My main issues with how I've conceived of your way of thinking:

  1. This is focused on humans. Humans are a small minority of sentient life.

  2. Some EA interventions are really, really cheap. Bednets are the stereotypical example.

    1. Is your issue with these types of utilitarian interventions in general, even when benefitting humans, or is it specifically the non-human focus you don't approve of?

@singer Not to even mention longtermism lol

@singer but yeah your reconstructed argument sounds like an argument against naïve conventional philanthropy and falls apart when used against EA

@TheAllMemeingEye I don't have a problem with the wealth gap, except in places like Russia where it's mostly a result of rampant and shameless corruption and theft. It's the wrong thing to focus on. And I do resent others telling wealthy people what they should do with their money.

As for @singer 's reconstruction of my line of thought, I find it to be done in bad faith and based on assumptions and assertions I've never made or implied (albeit done respectfully, which I appreciate). I don't think philanthropy is bad, and I am wholeheartedly in favour of good animal welfare, especially when it comes to humane treatment of the ones we eat. Also in favour of bednets for those who need it.

I usually only buy organic and free-range products, and I even avoid stepping on a trail of ants on the sidewalk.

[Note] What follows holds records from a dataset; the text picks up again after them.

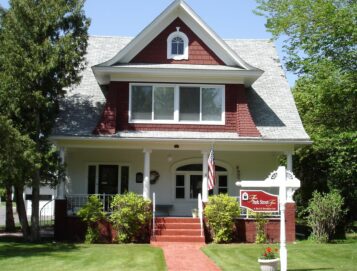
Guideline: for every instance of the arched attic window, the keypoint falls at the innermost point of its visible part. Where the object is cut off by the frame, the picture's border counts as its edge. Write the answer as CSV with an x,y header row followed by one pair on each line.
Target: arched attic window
x,y
177,45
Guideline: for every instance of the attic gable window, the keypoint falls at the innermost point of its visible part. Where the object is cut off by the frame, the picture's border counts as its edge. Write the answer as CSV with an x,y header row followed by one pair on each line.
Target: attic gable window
x,y
177,45
184,104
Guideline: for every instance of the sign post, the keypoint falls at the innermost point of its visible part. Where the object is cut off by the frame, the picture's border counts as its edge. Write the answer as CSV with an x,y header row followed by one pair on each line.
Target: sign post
x,y
284,180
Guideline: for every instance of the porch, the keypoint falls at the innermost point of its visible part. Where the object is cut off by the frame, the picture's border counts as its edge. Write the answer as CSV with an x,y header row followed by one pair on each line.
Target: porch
x,y
176,175
69,227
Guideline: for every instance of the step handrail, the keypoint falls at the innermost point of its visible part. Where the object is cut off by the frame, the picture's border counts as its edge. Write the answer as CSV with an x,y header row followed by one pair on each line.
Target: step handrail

The other day there was a moth in my flat and I carefully picked it up by its wings and put it outside the window instead of killing it.

The best of way to summarize my line of thought is that I don't think the focus of EAs, philantropists, environmentalists et al will lead to a net increase in human welfare, and also that I am in favour of sustainable solutions. Redistribution is not a sustainable solution to any of these problems, and has never been shown to be in history.

@tbird remember this discussion started because I disagreed that we should intervene to make wild animals suffer less and that we should base our morality and ethics on the reduction of suffering. That doesn't mean I am in favour of suffering, it means I think it's a bad goal that will not lead to more prosperity.

It is like focusing on "not dying" versus "keeping healthy habits".

@tbird while I still disagree with your conclusions, thank you for making things a lot clearer with the last few summary paragraphs, it's a lot easier now to see what fundamental premise and end goal your previous comments were arguing towards :)

@tbird do you feel more positively towards the EA work on improving economic growth and defending democracy?

https://80000hours.org/problem-profiles/high-leverage-economic-growth/

https://80000hours.org/problem-profiles/liberal-democracy/

@TheAllMemeingEye I think positively of economic growth and democracy, yes.

The second article is all over the place, and I don't like the conflation of "defending liberal democracy" with premature overregulation of LLMs, and with the curtailment of free speech and the free flow of information, which is what you invariably find at the other end of the rainbow when you follow the thread.

I'm sorry to keep comparing EA with Environmentalism, but it's history repeating itself. Environmental movements have been massively counterproductive with their focus on degrowth, their shunning of actual sustainable solutions like nuclear energy, and their hysterical and obnoxious approach to activism. Not to mention it has a horrible track record in terms of effectiveness.

I think the EA movement is making very similar mistakes with AI and allocation of income.